Во многих случаях живые сами стремятся увидеть своих умерших родственников, узнать об их жизни и нуждах, для чего используют магические средства (например, одна из рассказчиц призналась, что, желая почаще видеть во сне своего покойного мужа, она держит под матрацем правый рукав его рубахи, и уверяла, что благодаря этому уже почти пять лет видит его во сне каждую ночь). В меньшей степени это характерно для польских и полесских рассказов. Таким образом, в этой традиции отношения между живыми и мертвыми, регулируемые посредством сновидений, оказываются вполне деловыми и мирными; во влашских текстах практически отсутствует мотив опасности, исходящей от являющихся во сне покойников, и защиты от них, столь характерный для полесских поверий и рассказов.


Рассказы об обмираниях

Особый тип текстов о сновидениях составляют рассказы о случаях летаргического сна, во время которого спящий общается со своими умершими родственниками «на их территории», т. е. посещает тот свет. Эти рассказы, испытавшие на себе влияние некоторых жанров книжно-письменной традиции (прежде всего апокрифических сюжетов типа «Хождения Богородицы по мукам» и разного рода «видений», а также духовных стихов), известны главным образом в православном ареале славянского мира – у восточных и южных славян, но остаются недостаточно полно собранными и изученными. Между тем они интересны не только как продукт взаимодействия письменной и устной культуры, но и как образцы народной прозы, сохраняющие многие черты мифологического восприятия потустороннего мира и отношений между живыми и мертвыми.

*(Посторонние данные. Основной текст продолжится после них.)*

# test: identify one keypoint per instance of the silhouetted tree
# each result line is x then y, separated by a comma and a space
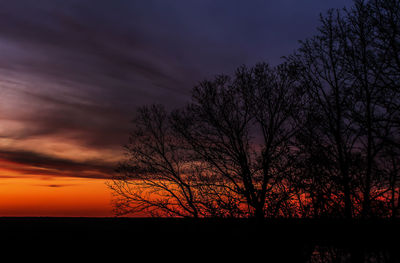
353, 100
318, 136
242, 128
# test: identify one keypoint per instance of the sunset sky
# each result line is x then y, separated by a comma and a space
73, 72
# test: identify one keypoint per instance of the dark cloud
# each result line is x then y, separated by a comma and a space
31, 163
78, 69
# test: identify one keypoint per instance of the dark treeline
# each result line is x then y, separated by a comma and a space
317, 136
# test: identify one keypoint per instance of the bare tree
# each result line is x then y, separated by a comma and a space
241, 128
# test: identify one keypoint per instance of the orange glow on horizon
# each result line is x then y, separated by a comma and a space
41, 195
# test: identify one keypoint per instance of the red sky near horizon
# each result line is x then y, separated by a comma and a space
72, 74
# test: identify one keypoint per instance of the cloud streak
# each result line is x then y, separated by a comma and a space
73, 72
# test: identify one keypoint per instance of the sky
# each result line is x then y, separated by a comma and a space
73, 73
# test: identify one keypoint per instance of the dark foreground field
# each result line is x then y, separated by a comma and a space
289, 240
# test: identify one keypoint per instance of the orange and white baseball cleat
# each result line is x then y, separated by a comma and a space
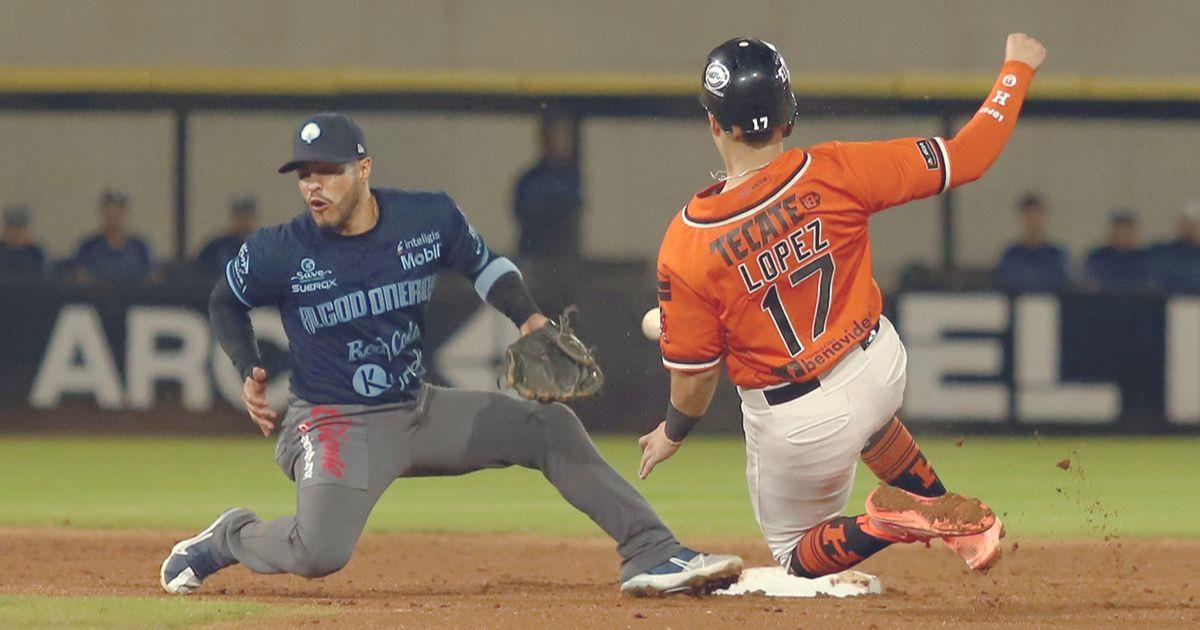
906, 515
979, 551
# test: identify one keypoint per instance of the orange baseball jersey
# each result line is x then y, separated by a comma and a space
774, 276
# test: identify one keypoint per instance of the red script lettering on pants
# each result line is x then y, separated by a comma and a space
331, 427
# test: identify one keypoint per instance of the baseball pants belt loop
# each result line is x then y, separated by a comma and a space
795, 390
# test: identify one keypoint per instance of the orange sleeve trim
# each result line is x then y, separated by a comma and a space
978, 144
691, 366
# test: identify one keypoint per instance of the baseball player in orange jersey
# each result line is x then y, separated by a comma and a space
769, 273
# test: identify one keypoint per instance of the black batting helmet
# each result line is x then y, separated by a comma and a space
747, 83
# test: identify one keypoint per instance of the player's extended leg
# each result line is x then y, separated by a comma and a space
341, 460
462, 431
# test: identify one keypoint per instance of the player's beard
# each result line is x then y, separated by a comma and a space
341, 213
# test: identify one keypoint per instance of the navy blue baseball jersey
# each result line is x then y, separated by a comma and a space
354, 306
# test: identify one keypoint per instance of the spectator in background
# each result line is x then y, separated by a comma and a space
243, 220
549, 198
1033, 264
113, 256
1175, 265
1121, 264
19, 256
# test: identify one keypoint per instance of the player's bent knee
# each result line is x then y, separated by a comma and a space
323, 563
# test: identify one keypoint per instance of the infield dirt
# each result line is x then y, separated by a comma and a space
480, 581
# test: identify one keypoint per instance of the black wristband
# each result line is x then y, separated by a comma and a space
679, 424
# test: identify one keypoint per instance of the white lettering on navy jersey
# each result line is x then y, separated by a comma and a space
353, 307
363, 349
376, 301
310, 279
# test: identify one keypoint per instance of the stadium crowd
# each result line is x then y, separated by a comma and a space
1121, 264
547, 205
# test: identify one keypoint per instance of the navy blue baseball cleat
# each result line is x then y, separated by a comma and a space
688, 571
191, 561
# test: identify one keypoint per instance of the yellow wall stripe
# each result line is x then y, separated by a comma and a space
195, 81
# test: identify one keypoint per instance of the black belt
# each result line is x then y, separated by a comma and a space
791, 391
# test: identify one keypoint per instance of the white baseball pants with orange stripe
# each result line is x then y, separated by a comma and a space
802, 454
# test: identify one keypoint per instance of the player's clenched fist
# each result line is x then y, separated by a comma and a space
253, 396
1021, 47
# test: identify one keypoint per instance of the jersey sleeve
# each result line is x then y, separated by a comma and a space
250, 275
468, 255
897, 172
691, 337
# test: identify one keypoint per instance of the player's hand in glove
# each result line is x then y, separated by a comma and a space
551, 364
253, 396
657, 448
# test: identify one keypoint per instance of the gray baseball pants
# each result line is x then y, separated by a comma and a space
343, 456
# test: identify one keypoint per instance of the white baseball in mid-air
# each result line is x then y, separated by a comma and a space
652, 324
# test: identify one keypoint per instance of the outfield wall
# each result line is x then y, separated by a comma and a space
977, 361
636, 172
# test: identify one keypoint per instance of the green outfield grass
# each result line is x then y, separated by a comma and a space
183, 483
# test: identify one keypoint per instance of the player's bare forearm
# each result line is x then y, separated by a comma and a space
690, 396
979, 143
693, 391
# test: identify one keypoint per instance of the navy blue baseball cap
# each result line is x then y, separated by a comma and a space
327, 137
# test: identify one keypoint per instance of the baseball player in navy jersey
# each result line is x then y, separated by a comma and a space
352, 276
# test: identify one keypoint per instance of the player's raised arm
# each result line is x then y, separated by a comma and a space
895, 172
693, 343
497, 280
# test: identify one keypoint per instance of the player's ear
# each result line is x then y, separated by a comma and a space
714, 126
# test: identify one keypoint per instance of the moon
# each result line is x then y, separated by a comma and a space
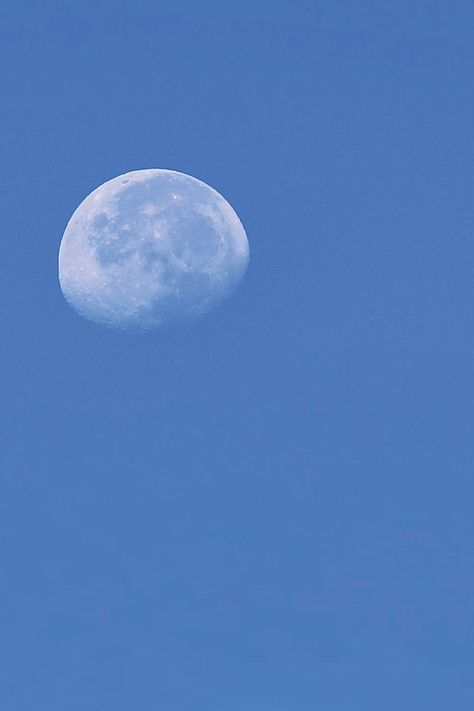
150, 247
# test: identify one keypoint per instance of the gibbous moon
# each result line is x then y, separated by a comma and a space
150, 247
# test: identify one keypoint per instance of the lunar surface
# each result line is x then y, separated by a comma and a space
150, 247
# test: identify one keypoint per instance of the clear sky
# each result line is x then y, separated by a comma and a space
270, 509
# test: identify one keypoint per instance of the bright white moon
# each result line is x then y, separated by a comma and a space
150, 247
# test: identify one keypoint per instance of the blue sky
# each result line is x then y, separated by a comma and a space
269, 509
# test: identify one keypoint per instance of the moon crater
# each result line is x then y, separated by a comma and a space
151, 247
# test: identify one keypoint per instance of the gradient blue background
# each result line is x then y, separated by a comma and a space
270, 509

От предыдущих двух видов текстов обмирания отличает сразу несколько черт: во-первых, в них представлена не обыденная ситуация сна, а экстраординарный случай летаргии, воспринимаемой как болезненная аномалия и трактуемой в категориях сверхъестественного; во-вторых, как уже было сказано, в обмираниях именно спящие оказываются активной стороной (хотя и действуют отчасти по воле какой-то высшей силы), они сами тем или иным способом (как правило, вполне мифологическим) попадают в загробный мир и становятся наблюдателями его порядков; в-третьих, сцены из загробной жизни часто носят назидательный характер, демонстрируя посмертные мучения разных категорий грешников; в-четвертых, в обмираниях часто фигурирует «проводник» (старик, «сивенький дедок», умерший родственник, персонаж сакрального мира – ангел, архангел, святой), который одновременно «интерпретирует» увиденное; в-пятых, путешествующий по загробному миру получает там какое-то тайное знание (в частности, знание дня собственной кончины) и обязуется под угрозой смерти не раскрывать его; наконец, в жанровом и сюжетном отношении тексты обмираний отличаются гораздо большей определенностью и более жесткой структурой сравнительно с рассказами о явлении покойников в сновидениях. Подробнее о текстах обмираний, их типичных мотивах и их отношении к книжной традиции см. выше (с. 189–199).